Ein "wohlgefälliges Nicken“ des Direktors ein Jahr vor Schulabschluss nahm Norbert Leser 1951 "Angst und Schrecken“ vor der Matura (Mathe!): Nun, da er mit seinem Jamben-Hymnus zum 80. Geburtstag des Wiener Wasa-Gymnasiums glanzvoll gepunktet hatte, "konnte es sich die Schule gar nicht mehr leisten, mich nicht durchkommen zu lassen“. In diesen Zitaten aus seinem stark autobiografischen Buch "Zeitzeuge an Kreuzwegen“ (2003) steckt der ganze Norbert Leser drin: der von Philosophie ein Leben lang begeisterte, trotz Selbstbewusstsein unter Verkanntwerden leidende, oft zwischen "Momenten höchsten Glücks“ und "tiefster Depression und Daseinsangst“ oszillierende Sozialphilosoph, Historiker und Politologe, der nun selbst 80 wird.
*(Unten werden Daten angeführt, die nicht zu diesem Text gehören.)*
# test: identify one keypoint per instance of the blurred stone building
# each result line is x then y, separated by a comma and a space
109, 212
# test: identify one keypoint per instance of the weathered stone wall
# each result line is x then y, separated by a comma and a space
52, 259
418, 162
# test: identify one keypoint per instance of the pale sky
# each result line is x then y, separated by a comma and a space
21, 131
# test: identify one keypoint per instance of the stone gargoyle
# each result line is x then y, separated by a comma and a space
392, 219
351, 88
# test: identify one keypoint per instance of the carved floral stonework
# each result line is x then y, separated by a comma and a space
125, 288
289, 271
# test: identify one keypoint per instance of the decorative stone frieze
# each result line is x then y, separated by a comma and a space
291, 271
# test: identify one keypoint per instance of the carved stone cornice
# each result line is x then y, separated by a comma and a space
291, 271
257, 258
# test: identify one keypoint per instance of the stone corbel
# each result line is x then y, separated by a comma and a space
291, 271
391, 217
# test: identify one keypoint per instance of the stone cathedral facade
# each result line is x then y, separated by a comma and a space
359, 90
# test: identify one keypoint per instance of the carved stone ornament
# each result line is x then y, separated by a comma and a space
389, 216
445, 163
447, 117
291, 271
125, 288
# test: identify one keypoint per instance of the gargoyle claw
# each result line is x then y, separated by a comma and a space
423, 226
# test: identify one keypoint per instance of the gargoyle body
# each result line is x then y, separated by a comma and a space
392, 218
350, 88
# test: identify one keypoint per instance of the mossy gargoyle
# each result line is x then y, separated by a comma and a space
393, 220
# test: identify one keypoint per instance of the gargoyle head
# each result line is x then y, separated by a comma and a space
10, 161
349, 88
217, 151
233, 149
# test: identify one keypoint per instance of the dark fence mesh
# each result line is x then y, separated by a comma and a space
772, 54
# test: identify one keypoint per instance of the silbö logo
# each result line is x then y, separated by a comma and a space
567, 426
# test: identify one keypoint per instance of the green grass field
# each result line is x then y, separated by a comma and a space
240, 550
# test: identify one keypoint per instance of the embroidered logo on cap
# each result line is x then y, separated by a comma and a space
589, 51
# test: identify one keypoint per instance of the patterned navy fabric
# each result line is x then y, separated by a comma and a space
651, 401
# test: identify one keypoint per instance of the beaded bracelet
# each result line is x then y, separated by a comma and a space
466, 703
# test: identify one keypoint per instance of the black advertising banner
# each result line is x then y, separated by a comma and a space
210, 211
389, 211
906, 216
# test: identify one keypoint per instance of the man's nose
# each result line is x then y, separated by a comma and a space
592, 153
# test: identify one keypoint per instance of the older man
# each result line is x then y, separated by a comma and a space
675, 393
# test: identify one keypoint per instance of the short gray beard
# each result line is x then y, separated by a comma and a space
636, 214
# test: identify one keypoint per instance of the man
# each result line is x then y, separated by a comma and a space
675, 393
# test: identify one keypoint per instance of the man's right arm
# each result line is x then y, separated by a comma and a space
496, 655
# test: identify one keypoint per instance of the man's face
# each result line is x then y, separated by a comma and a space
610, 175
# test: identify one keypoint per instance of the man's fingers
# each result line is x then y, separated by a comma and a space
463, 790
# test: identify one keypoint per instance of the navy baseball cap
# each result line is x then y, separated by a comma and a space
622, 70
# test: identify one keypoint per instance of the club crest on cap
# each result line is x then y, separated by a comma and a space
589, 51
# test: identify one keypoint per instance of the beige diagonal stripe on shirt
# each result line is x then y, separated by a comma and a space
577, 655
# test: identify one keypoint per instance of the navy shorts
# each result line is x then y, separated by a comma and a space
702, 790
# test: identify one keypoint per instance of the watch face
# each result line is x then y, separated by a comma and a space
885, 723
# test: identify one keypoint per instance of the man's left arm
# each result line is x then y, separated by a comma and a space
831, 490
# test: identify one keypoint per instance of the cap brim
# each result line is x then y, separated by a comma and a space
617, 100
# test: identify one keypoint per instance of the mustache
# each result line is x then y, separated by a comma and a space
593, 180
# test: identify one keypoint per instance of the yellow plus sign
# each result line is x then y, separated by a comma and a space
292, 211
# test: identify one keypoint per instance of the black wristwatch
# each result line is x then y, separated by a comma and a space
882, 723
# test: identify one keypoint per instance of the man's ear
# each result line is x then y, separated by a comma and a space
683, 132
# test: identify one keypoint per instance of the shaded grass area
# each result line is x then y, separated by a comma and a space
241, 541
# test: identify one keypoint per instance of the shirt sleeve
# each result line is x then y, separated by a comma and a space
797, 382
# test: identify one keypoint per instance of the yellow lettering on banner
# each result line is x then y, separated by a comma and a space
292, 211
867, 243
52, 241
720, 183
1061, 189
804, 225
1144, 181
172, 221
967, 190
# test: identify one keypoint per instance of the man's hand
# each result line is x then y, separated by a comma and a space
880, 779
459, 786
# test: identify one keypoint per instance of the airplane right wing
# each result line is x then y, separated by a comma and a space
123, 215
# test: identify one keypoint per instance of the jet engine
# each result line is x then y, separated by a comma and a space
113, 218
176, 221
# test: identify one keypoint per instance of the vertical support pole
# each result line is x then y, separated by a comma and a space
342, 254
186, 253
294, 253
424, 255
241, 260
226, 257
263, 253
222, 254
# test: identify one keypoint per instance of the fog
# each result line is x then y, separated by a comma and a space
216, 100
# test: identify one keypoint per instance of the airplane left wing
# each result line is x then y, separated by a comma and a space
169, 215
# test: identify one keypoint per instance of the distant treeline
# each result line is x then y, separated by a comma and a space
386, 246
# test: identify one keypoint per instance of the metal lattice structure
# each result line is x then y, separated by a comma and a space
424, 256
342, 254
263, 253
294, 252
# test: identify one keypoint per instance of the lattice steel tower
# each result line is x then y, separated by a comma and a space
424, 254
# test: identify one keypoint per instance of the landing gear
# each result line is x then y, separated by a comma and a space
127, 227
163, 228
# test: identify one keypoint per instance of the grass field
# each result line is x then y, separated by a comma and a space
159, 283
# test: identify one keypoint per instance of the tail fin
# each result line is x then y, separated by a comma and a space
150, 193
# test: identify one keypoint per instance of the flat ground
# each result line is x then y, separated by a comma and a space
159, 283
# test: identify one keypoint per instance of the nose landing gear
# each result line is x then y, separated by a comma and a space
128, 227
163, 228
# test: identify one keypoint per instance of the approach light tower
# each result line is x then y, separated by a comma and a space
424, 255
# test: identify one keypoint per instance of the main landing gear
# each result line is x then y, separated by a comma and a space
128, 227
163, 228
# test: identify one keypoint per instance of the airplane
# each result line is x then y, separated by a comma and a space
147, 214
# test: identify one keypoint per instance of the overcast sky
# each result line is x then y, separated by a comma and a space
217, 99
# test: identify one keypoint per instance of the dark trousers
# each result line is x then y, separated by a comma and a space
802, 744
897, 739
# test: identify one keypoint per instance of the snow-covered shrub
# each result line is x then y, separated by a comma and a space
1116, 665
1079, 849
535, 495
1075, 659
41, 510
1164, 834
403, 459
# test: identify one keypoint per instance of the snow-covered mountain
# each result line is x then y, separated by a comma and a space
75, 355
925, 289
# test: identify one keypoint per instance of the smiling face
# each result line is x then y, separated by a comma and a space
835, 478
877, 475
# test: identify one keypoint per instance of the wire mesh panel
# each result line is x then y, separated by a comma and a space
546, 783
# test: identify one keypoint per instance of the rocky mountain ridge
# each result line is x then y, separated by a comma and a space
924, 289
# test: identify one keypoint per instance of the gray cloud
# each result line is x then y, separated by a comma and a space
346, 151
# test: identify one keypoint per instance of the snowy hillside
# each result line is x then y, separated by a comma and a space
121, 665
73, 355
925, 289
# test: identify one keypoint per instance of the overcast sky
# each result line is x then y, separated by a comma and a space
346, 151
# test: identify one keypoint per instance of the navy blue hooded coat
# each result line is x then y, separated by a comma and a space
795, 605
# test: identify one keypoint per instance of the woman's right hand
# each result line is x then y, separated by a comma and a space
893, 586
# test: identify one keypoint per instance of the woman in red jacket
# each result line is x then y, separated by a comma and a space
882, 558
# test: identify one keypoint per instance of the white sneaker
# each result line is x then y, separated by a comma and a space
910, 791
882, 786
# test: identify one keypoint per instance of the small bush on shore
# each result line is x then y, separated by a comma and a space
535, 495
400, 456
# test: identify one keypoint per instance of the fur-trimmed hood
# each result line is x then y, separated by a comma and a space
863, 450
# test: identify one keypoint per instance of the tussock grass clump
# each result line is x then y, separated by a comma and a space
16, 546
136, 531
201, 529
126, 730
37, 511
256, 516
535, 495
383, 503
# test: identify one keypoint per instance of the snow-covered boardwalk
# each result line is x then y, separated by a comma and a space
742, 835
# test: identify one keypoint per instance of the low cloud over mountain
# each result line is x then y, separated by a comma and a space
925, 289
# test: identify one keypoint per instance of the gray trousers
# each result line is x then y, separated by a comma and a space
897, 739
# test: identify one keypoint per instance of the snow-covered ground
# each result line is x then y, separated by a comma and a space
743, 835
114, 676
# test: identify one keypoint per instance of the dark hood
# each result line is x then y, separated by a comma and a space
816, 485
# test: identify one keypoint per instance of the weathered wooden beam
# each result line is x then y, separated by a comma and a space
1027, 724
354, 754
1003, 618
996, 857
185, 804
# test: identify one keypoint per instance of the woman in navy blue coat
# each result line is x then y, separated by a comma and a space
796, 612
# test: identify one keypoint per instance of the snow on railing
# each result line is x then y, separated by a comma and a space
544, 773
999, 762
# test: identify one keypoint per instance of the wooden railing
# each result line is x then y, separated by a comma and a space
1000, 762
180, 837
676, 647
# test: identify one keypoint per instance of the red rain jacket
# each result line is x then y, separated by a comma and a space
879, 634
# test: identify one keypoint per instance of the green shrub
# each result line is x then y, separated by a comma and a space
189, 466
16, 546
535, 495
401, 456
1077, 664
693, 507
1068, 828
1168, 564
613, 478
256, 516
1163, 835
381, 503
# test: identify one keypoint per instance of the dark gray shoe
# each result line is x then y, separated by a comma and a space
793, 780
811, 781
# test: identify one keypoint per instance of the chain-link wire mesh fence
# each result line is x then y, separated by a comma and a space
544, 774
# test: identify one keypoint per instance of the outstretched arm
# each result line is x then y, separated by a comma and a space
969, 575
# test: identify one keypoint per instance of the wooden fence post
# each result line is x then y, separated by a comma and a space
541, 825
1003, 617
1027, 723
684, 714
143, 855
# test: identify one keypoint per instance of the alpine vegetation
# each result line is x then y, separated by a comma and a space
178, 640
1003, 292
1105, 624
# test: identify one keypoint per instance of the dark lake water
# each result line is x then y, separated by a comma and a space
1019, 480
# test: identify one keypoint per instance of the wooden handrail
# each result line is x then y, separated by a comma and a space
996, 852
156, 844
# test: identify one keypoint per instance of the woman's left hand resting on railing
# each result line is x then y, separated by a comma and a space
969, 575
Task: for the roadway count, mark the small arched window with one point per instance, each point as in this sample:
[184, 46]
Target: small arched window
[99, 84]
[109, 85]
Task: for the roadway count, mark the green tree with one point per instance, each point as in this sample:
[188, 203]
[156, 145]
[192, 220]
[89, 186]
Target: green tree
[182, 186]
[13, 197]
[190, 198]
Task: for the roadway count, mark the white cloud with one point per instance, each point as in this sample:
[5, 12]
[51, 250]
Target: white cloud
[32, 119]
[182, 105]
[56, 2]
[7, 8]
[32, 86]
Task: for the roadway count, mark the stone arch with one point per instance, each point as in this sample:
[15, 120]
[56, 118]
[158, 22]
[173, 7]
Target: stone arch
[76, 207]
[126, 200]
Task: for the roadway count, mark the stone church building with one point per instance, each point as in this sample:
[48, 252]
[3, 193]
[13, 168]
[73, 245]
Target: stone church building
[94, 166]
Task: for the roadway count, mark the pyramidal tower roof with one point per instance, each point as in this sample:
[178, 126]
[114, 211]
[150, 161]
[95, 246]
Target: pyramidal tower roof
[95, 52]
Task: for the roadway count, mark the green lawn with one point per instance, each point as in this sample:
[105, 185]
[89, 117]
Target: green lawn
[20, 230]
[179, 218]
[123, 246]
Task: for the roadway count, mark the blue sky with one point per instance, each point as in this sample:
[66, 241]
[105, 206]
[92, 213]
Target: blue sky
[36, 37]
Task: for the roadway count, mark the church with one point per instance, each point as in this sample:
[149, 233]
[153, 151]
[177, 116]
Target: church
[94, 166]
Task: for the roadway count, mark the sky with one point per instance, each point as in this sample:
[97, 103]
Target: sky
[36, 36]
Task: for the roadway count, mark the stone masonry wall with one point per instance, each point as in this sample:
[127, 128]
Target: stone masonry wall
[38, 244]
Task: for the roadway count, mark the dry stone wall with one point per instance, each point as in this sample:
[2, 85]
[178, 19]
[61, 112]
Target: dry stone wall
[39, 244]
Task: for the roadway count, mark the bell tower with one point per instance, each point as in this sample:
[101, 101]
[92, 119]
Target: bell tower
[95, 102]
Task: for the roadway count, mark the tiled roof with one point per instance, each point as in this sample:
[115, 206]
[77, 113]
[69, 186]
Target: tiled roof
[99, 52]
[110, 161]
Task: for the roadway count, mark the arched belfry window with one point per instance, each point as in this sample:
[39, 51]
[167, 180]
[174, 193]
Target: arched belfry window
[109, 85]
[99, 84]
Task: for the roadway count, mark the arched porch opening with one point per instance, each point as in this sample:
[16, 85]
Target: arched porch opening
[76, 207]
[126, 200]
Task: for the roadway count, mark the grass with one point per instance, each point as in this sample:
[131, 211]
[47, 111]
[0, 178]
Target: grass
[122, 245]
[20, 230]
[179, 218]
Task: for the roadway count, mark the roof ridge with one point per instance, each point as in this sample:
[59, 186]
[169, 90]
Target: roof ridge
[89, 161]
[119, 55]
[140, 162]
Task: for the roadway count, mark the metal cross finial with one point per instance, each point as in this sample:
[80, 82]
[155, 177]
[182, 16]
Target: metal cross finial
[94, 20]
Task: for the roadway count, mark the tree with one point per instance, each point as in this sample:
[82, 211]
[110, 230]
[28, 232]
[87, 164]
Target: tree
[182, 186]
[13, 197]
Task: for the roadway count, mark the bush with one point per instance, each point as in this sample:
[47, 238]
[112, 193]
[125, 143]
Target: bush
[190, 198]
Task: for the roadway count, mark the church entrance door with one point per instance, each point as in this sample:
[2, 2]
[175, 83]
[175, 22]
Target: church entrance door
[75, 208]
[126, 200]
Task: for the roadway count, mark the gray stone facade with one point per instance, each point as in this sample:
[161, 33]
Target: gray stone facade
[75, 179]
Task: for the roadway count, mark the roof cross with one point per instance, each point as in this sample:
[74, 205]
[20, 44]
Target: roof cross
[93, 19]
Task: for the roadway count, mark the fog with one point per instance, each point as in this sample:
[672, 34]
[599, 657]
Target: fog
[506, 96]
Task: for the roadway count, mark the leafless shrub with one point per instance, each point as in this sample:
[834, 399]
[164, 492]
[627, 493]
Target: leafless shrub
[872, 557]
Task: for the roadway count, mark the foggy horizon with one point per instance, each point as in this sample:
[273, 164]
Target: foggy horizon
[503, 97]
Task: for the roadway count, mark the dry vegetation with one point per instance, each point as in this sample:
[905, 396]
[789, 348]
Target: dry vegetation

Der am 31. Mai 1933 in Oberwart geborene Neffe des SP-Landeshauptmanns Ludwig Leser studierte Jus an der Universität Wien, habilitierte sich als Professor für Rechts- und Staatsphilosophie in Graz, bekam von Wissenschaftsministerin Hertha Firnberg ("meine Wahlmutter“) in Salzburg den ersten Lehrstuhl für Politikwissenschaft zugedacht und kehrte 1977 an die Uni Wien zurück.

Vernunft und Gemeinwohl

Niemand hat Theorie und Praxis des Austromarxismus "zwischen Reformismus und Bolschewismus“ (Buchtitel 1968) klarer seziert als er. Als Fachmann für Marxismus- und Sozialismusforschung fand er international Anerkennung. Im Buch "Der Sturz des Adlers“ (2008) hat er den Niedergang der österreichischen Sozialdemokratie Anteil nehmend, aber unnachsichtig beschrieben, was ihm Parteikapazunder bis heute nicht verziehen haben.

Sein Anliegen war immer eine ehrliche, Grundsätze interpretierende, aber nicht verratende, an Vernunft und Gemeinwohl orientierte Politik. Naturgemäß sah er sich Bruno Kreisky nahe, der die SPÖ aus ideologischer Enge befreite. Die Öffnung der SPÖ zu Religion und katholischer Kirche war Leser ein persönliches Anliegen, das er nicht nur aus taktischen Überlegungen kräftig betrieb. Natürlich verehrte Leser Kardinal König, der dessen Bemühen um Aufarbeitung der Vergangenheit schätzte: ein intellektueller Brückenbau.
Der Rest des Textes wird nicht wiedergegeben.